- Born: Mohammad Iqbal Memon 25 April 1950 Mumbai, India
- Died: 14 August 2013 (aged 63) London, United Kingdom
- Organization: D-Company
- Spouses: Hajira Memon; ; Hina Kausar ​(m. 1991)​
- Children: 3

= Iqbal Mirchi =

Indian criminal (1950–2013)

Mohammad Iqbal Memon (25 April 1950 – 14 August 2013), known as Iqbal Mirchi, was an Indian underworld figure described as a close associate of India's most wanted criminal, Dawood Ibrahim, and a drug trafficker with alleged operations across Asia, Africa, and Europe. On June 1st, 2004, he was sanctioned under the Foreign Narcotics Kingpin Designation Act. Mirchi first gained attention in the early 1990s in connection with alleged drug trafficking activities and investigations related to the 1993 Bombay bombings.

Memon's family originally owned shops selling chilies and spices, which earned him the moniker 'Mirchi' (lit. 'chili'). Law enforcement agencies alleged that Memon's (Mirchi's) wealth increased significantly following his involvement in the illegal trade of banned meth tablets, heroin and Mandrax. He also owned a disco called The Fisherman's Wharf at Worli seafront in Mumbai, which the Mumbai Police alleged was used for the distribution of narcotics, being a front.

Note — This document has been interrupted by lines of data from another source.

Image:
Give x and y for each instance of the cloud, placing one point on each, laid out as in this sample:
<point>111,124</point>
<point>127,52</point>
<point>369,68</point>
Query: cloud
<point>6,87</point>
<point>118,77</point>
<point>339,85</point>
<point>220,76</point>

In May 1986, Mirchi was first detained by the Directorate of Revenue Intelligence in connection with the seizing of 600 kilograms of heroin — valued at around Rs 9 crore — from a farmhouse in Thane. However, prosecutors could not link Mirchi with the farmhouse and he was let off. Mirchi left India in late 1980s to avoid pending legal proceedings and potential arrest, first to Dubai and later to London. The front for all his businesses in the UK was a rice mill called Eden Fine Rice.

He was first arrested by Interpol in London in April 1995, following a red corner notice for his arrest issued by the CBI. An extradition request was made on the basis that Mirchi was wanted for ordering a murder, and was the prime suspect in two drug seizure cases.

In 1999, all investigations of Iqbal Mirchi were shut down for lack of evidence. The Government of India also lost its extradition proceedings against Mirchi. Mirchi died of a heart attack in London, at the age of 63 on August 14th, 2013. Shortly before his death, the Enforcement Directorate initiated a fresh investigation into his alleged links to Indian Premier League match-fixing and several drug offenses.

Mirchi claimed that he was a victim of persecution, and that all the allegations against him were unfounded and biased. In an interview with The Guardian in London, Memon denied the allegations, explaining that was how he won his extradition proceedings. Mirchi also denied being associated with Dawood Ibrahim in any way. In addition, Mirchi said he was a "law-abiding person with no convictions," and that he was "being victimised for being a successful businessman".

Though many allegations were produced in the media against Mirchi, he was never formally charged or convicted of any crime. In April 2016, Mirchi was named in the Panama papers for holding offshore assets and undisclosed funds in foreign bank accounts.

==Personal life==
Iqbal Mirchi married twice. His first wife was Hajira Memon, by whom he has two sons, Asif and Junaid. All of them live in the United Kingdom. Mirchi's second wife was former actress Heena Kausar, daughter of film-maker K. Asif (producer-director of the epic Mughal-e-Azam) by his third wife, the actress Nigar Sultana. Mirchi and Heena married in 1991 and they had no children together. Heena too continues to reside in the United Kingdom.

In February 2021, a special court in Mumbai declared Mirchi’s wife, Hajira Memon, and his sons, Junaid and Asif, as Fugitive Economic Offenders under the Fugitive Economic Offenders Act, 2018, in connection with money laundering investigations.

==Nexus with authorities==
Mirchi said he had close ties with officers of Mumbai Police Anti-narcotics cell. The files pertaining to cases registered against Mirchi went missing in 1995 when Government of India decided to participate in the extradition process in London Court.